With an assist from one of the greatest football players of all time, the Cleveland Browns continued to take a leadership role in sending a message about social justice during the playing of the national anthem Saturday night.
Last Monday, a dozen Browns players took a knee in prayer, with a white player joining in for the first time. Before the team’s game against Tampa Bay, nearly 30 players stood and joined hands for “The Star-Spangled Banner,” a group effort made at the suggestion of Hall of Fame running back Jim Brown, who met with players on Friday.

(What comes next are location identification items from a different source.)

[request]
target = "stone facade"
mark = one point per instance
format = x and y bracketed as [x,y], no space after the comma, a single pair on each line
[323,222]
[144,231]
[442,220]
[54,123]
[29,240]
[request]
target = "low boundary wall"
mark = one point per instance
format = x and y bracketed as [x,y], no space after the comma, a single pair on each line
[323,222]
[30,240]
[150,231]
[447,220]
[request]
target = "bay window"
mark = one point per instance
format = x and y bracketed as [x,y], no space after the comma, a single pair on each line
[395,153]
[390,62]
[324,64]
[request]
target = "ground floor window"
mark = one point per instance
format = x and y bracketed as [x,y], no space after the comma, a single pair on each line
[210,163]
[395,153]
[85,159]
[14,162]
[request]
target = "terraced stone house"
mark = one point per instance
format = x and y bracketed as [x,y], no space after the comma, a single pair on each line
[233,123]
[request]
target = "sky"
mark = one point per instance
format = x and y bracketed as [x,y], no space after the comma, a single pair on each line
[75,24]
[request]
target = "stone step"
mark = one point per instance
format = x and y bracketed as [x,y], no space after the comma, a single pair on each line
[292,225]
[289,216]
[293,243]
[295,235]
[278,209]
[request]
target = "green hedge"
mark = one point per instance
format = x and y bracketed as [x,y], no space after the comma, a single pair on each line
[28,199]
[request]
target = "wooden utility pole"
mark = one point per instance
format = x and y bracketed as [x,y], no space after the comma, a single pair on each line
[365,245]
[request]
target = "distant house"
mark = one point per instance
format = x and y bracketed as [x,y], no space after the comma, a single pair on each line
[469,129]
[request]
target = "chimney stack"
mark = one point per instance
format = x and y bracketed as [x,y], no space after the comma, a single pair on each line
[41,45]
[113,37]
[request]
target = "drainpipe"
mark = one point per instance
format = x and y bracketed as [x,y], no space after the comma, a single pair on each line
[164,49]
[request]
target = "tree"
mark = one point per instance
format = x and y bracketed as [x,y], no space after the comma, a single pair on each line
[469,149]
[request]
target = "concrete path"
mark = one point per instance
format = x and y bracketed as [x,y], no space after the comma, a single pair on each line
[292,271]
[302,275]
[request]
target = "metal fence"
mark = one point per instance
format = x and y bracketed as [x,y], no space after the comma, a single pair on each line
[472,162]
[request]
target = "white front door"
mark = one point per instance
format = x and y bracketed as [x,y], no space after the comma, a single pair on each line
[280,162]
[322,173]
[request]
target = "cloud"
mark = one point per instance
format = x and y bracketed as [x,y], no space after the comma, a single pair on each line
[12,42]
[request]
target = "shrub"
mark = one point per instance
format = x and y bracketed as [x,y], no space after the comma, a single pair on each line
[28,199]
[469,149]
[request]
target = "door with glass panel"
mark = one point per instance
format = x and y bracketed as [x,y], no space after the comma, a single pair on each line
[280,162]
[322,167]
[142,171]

“Jim Brown’s message to us was, ‘Your message really becomes powerful when you’re unified,’ ” tight end Seth DeValve, the first white player to take a knee, said (via ESPN). “That’s what we’re trying to do right now.”
Brown was a leader when sports stars, such as Bill Russell, Kareem Abdul-Jabbar and Muhammad Ali, spoke out about civil rights in the 1960s and he was a participant in a historic sports summit to discuss the issues of the day.
“I’m going to give you the real deal: I’m an American,” Brown, 81, said on The Post Game last week. “I don’t desecrate my flag and my national anthem. I’m not gonna do anything against the flag and national anthem. I’m going to work within those situations, but this is my country, and I’ll work out the problems, but I’ll do it in an intelligent manner.”
Browns players said Brown had not told them what to do, merely emphasizing that they should act as a team after talking over the kind of protest that Colin Kaepernick first made last summer. That’s what the Seattle Seahawks did before the regular season opener last year and they, too, joined hands as they stood.
“We’re just trying to figure out the best way that we can go about our responsibilities and the things that we can do to try to impact the change,” cornerback Jason McCourty said after the game (via Cleveland.com). ” … We knew we wanted to change it up a little bit and we know we want to try to continue to get bigger numbers involved on our team of guys that are willing to do stuff and be a part of it.”
As the first Sunday of the regular season opener nears Sept. 10, there is a very real possibility that the protests will continue even though it won’t be widely seen because the national anthem is only televised before big games, like the Thursday night season-kickoff game and the Super Bowl.
“I just think numbers are an amazing thing,” McCourty said. “When we can get more guys — black, white, everybody just unified as a team — I think that will make the greatest impact.”
The Browns’ gesture comes after a week of intensifying discussion of the protest.
On Wednesday, about a dozen groups, including the Justice League NYC and Color of Change, marched in front of the NFL’s New York headquarters chanting “I’m with Kap.” The NAACP added its voice, sending a letter to Goodell and asking for a meeting to discuss why Kaepernick remains unsigned by any team. “No player should be victimized and discriminated against because of his exercise of free speech — to do so is in violation of his rights under the Constitution and the NFL’s own regulations,” wrote Derrick Johnson, the interim president and chief executive.
And baseball Hall of Famer Henry Aaron joined the chorus, telling Roland Martin that he thinks Kaepernick is “getting a raw deal.” Aaron added that he was bothered by the fact that “nobody has seemed to think that he stands a chance of being [a] number one [quarterback].”